Moses murdered an Egyptian and later God would use him to lead His people out of Egypt. (Exodus 2:12-14) He then spent 40 years leading those rebellious people through the wilderness but under the pressure of leading them he became frustrated with their rebellion, he prayed for water for the people as he had done previously and though he heard the Lord instruct him to speak to the rock and it would bring forth water, in his frustration he struck the rock instead, and in one fail swoop missed his opportunity to cross into the land that was promised them that 40 years. (Exodus 20:12) Imagine with me the remorse he must have felt from one wrong choice. The Lord later appeared in the promised land, with Moses and another prophet (during what is called the transfiguration) before His disciples Peter, James and John. So Moses was able to see the promised land before he died but was in it with the Lord during the transfiguation. (Mark 9:2-8)

I pray today that I would always to call upon the Lord first, to wait for His answers and trust Him with every decision, remembering that this too will affect others and will create ripples of consequence.

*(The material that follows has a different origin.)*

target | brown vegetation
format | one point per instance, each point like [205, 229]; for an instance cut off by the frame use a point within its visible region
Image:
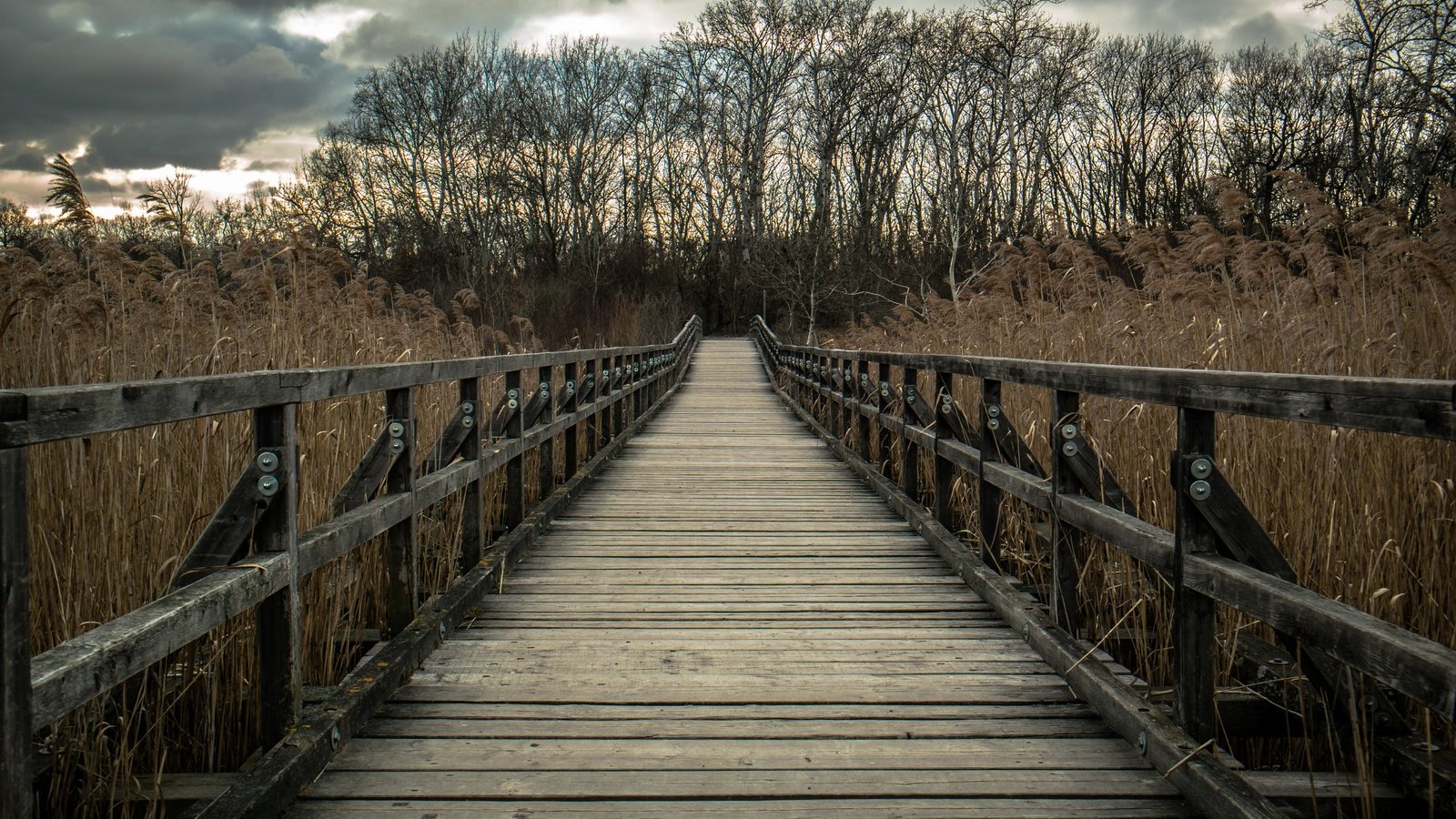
[111, 515]
[1365, 518]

I pray that the results of my choices would create consequences that bless and not bring pain.

It is so important to allow God to reveal His will for us as He has already seen the beginning from the end.

It was just a joke...

Well, I was the recipent of a really bad "joke" today and while some may have just been trying to get a reaction it left me feeling incredibly vunerable. I am all for a good joke or teasing, usually, as I grew up in a home that was submerged in that kind of thing but today showed me that what I may think is funny, may in fact cause a great deal of pain in someone else. I pray I remember today when the urge comes over me to play a joke on someone or even just try to fake something. My heart couldn't distinguish the difference and the intender probably didn't antipate the large scale reaction they received as a result. Lord help my words heal and not hurt, may they uplift and not tear down, may they be said in kindness and humility, thinking of others instead of myself. Forgive me for times I may have hurt someone when I was "just joking".